No meio da literatice obscurantista que recheia o Atlas da Criação, pode-se ler que o objetivo de seus propagadores é "denunciar as relações ocultas entre o darwinismo e ideologias sangrentas como o fascismo e o comunismo".
Em 1980, na própria Turquia, durante conflitos políticos ocorridos pouco antes de um golpe militar, a reação tentou desqualificar movimentos comunistas turcos perante uma população altamente religiosa, desencadeando uma campanha que espalhou a idéia de que o trabalho de Charles Darwin era um complemento ao trabalho de Karl Marx, autor do Manifesto Comunista.

Mas, diante da apropriação que o capitalismo fez da teoria da evolução de Darwin para utilizá-la contra as massas, este episódio soa apenas anedótico.

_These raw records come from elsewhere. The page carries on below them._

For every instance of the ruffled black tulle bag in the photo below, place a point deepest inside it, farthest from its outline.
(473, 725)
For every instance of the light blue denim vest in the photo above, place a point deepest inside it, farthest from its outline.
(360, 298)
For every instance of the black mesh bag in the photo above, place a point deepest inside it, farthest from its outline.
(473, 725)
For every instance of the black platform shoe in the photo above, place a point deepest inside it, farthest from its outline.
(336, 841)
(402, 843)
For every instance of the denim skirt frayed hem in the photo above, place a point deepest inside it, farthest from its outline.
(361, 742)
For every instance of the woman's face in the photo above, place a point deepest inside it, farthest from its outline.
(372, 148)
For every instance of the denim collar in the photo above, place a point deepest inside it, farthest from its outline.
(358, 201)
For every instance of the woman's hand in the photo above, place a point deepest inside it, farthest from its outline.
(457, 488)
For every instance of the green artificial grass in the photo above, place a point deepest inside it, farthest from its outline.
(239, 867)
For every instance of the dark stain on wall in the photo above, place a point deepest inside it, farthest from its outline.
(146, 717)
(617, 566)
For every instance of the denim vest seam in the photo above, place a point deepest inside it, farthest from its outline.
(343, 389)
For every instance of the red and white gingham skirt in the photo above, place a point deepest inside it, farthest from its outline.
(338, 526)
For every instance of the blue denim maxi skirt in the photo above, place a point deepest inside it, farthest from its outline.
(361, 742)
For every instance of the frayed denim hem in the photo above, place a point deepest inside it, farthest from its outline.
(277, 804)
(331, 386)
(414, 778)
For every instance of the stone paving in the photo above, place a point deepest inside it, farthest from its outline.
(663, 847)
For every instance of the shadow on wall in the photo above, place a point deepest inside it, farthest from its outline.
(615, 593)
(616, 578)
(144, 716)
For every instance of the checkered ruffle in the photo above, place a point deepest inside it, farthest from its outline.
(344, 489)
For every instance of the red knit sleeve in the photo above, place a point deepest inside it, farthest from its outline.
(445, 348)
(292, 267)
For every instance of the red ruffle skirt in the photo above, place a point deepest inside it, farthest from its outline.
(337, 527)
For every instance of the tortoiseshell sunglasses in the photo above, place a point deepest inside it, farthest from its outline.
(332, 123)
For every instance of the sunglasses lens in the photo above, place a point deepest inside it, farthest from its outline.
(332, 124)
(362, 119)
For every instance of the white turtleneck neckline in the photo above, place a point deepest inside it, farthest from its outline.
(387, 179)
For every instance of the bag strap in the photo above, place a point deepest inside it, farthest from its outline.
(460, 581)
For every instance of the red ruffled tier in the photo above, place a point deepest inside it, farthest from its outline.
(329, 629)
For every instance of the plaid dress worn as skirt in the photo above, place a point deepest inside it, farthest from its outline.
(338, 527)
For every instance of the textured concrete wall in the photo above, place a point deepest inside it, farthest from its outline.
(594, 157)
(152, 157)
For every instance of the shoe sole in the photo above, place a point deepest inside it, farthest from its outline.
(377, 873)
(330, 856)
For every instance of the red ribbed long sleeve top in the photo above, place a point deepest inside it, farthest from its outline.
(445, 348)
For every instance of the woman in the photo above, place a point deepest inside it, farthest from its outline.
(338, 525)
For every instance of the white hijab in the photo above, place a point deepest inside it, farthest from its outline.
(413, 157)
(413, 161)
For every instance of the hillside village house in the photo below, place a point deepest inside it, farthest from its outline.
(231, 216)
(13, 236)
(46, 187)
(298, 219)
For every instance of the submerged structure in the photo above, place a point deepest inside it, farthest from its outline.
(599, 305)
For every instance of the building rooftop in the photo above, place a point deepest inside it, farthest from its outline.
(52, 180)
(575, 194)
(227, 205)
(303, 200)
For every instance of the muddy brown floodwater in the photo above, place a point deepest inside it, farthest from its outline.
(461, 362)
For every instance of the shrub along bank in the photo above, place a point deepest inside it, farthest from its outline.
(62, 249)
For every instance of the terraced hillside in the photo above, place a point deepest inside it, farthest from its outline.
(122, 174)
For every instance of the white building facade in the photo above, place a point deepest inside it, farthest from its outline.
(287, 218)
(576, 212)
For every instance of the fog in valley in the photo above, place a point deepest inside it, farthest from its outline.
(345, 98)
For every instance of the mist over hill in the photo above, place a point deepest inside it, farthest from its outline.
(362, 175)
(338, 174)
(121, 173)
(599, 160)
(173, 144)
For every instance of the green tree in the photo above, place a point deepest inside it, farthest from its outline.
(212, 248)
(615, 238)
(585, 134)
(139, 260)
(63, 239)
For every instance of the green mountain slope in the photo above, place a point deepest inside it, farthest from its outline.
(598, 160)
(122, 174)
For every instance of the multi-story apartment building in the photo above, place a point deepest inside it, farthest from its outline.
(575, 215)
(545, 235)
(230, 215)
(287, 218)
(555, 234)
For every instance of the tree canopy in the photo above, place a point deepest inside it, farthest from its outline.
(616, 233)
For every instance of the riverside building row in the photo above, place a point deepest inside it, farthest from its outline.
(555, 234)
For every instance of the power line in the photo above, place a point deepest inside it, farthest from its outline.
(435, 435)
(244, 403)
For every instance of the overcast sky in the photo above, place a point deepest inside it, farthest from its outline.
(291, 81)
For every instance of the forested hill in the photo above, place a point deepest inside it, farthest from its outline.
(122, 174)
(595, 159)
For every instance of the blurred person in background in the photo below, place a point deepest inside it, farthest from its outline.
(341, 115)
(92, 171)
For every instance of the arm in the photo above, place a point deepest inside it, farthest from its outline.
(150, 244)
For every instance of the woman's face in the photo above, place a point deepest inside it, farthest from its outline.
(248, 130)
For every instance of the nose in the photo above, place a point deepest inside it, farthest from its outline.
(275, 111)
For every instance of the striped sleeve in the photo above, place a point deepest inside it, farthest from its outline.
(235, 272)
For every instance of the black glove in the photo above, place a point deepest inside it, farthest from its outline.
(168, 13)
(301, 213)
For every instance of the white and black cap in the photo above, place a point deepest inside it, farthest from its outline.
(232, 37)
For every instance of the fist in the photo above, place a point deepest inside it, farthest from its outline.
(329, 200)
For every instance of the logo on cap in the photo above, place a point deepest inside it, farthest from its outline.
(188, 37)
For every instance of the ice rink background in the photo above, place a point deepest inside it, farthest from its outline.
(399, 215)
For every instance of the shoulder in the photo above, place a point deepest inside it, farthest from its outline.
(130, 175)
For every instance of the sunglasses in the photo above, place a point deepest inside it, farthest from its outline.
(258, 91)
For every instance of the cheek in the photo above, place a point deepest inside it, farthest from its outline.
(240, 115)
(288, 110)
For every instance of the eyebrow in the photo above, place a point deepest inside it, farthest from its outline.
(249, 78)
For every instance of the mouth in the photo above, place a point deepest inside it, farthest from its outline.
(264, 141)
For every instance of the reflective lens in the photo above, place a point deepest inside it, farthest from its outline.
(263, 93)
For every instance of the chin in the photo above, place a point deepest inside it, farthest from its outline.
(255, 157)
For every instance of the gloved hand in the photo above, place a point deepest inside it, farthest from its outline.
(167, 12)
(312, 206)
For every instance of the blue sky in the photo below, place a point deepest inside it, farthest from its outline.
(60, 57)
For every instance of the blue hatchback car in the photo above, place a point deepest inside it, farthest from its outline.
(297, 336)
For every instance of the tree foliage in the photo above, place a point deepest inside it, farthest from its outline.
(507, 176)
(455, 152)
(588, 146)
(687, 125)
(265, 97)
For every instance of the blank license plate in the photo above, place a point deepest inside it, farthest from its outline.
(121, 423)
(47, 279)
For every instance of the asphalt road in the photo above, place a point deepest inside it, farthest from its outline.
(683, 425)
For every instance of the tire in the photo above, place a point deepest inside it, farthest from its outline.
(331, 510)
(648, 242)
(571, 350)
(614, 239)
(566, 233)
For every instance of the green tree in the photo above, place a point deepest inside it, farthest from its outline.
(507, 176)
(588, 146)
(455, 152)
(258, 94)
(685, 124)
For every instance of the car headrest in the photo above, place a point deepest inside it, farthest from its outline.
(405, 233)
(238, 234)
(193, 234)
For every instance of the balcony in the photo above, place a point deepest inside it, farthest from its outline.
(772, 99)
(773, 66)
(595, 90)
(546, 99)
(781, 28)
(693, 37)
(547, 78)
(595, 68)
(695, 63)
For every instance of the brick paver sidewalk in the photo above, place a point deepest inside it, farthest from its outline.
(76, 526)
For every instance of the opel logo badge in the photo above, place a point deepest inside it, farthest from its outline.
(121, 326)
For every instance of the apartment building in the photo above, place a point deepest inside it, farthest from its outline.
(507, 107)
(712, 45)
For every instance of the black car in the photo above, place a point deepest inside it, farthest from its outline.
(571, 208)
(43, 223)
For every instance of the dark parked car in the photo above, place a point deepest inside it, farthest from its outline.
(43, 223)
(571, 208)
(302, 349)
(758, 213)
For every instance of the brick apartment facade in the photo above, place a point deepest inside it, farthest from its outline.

O "darwinismo social" é uma das empulhações mais racistas e agressivas já difundidas pela burguesia contra o povo trabalhador.

O "darwinismo social" tenta aplicar a teoria da seleção natural desenvolvida por Darwin às relações sociais humanas. É utilizado pelos poderosos para tentar ludibriar o povo, dizendo que o proletariado é o responsável por seu próprio estado de pauperização, precarização e subjugação, eximindo assim a burguesia da exploração e da opressão que exerce sobre as massas.

O povo, no entanto, não pode se deixar iludir: é preciso recusar o obscurantismo criacionista, e ao mesmo tempo estar atento para os usos torpes da ciência com o fim de voltá-la contra o proletariado. É tempo de o progresso científico e o conhecimento humano serem direcionados única e exclusivamente em prol das massas!